\section{Discussion}\label{sec:discussion}

In the following section, we use the terms \textit{reproduction} and \textit{replication} as defined in \href{http://rescience.github.io/faq/#whats-the-difference-between-replication-and-reproduction}{ReScience C} to evaluate the reproducibility of the BeT paper.
In short, we use
\begin{itemize}
    \item \textit{reproduction} to mean ``running the same computation on the same input data, and then checking if the results are the same...
    Reproduction can be considered as software testing at the level of a complete study...
    [It] verifies that a computation was recorded with enough detail that it can be analyzed later or by someone else''.\label{def:reproduction}
    \item \textit{replication} to mean ``repeating a published protocol, respecting its spirit and intentions but varying the technical details [...] that everyone believes shouldn’t matter, and see if the scientific conclusions are affected or not''.
    \label{def:replication}
\end{itemize}

Overall, we conclude that the work presented in \citetitle{shafiullah2022behavior} is largely replicable but is not readily reproducible.

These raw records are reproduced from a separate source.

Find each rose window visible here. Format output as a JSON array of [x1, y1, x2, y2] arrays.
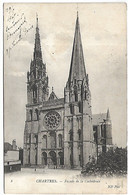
[[44, 111, 61, 129]]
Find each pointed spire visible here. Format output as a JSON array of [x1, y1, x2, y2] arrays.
[[106, 108, 110, 120], [68, 10, 86, 82], [34, 14, 42, 59], [36, 13, 38, 28]]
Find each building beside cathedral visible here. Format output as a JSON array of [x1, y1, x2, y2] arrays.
[[23, 14, 112, 169]]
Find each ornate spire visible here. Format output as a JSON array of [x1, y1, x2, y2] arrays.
[[106, 108, 110, 121], [68, 11, 86, 82], [33, 14, 42, 59]]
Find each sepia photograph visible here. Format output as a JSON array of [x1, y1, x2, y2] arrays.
[[3, 3, 127, 194]]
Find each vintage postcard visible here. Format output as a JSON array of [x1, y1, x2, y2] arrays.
[[3, 3, 127, 194]]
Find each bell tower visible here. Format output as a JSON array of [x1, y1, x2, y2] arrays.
[[27, 16, 49, 104], [64, 12, 94, 168]]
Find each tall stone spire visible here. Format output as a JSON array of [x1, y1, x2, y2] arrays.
[[106, 108, 110, 121], [27, 16, 49, 104], [33, 15, 42, 60], [68, 11, 86, 83]]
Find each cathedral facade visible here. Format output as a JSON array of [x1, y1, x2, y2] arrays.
[[23, 14, 112, 169]]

Indeed, although the authors open source their code and data and describe how to use their model, they do not provide a reproducible way to obtain the numbers reported in the paper.
Using their code is not enough, and extending it according to the specification in the paper yields numbers that diverge from theirs in multiple experiments, hence our conclusion on the reproducibility of the paper.

However, most of our experiments support the paper's main claims.
From the Blockpush and Kitchen experiments, the proposed method exhibits the representational power desired for multi-model behavior cloning.
Indeed, our Blockpush results beat all baselines reported by the authors.

Regarding the ablations,
we have observed that the model without offsets performed almost as well as the base configuration when the action dimension space is low, such as in Blockpush.
However, offsets proved essential in Kitchen, where the action space is higher dimensional, and the action centers are much less expressive.
For the no-binning ablation where only a single bin is used, we obtain precisely the inverse situation: the model underperforms in Blockpush but is the best model for Kitchen, both in performance and diversity.
We conjecture that this behavior is due to the model overfitting to a single mode and thus being less prone to confound different modes and go out-of-distribution.
The runs where the model was given no history performed well in Blockpush, as they stick to one performant modality, but less well in Kitchen when history is needed to stick to one task.
They also show a decrease in diversity.
For the two MLP ablations, we see that having a MinGPT trunk is critical as the MLPs fail to exhibit the representation power to correctly model the sequence of received observations despite being fine-tuned.
Finally, we found that the focal loss decreased the variance of the reported metrics, confirming the authors' claim that it would help with unbalanced splits, but at the same time, the model with no focal loss outperformed BeT in some runs.
Practitioners must, therefore, carefully consider the tradeoff between variance reduction and performance.

\subsection{Limitations}
Our replication is limited by sources of discrepancies that we could not mitigate, such as a slightly different development environment due to the unreproducible environment provided by the authors, different ways of computing evaluation metrics not provided by the authors, and in one case, incorrectly described, and limited computational budget, which limited our ability to investigate more experiments.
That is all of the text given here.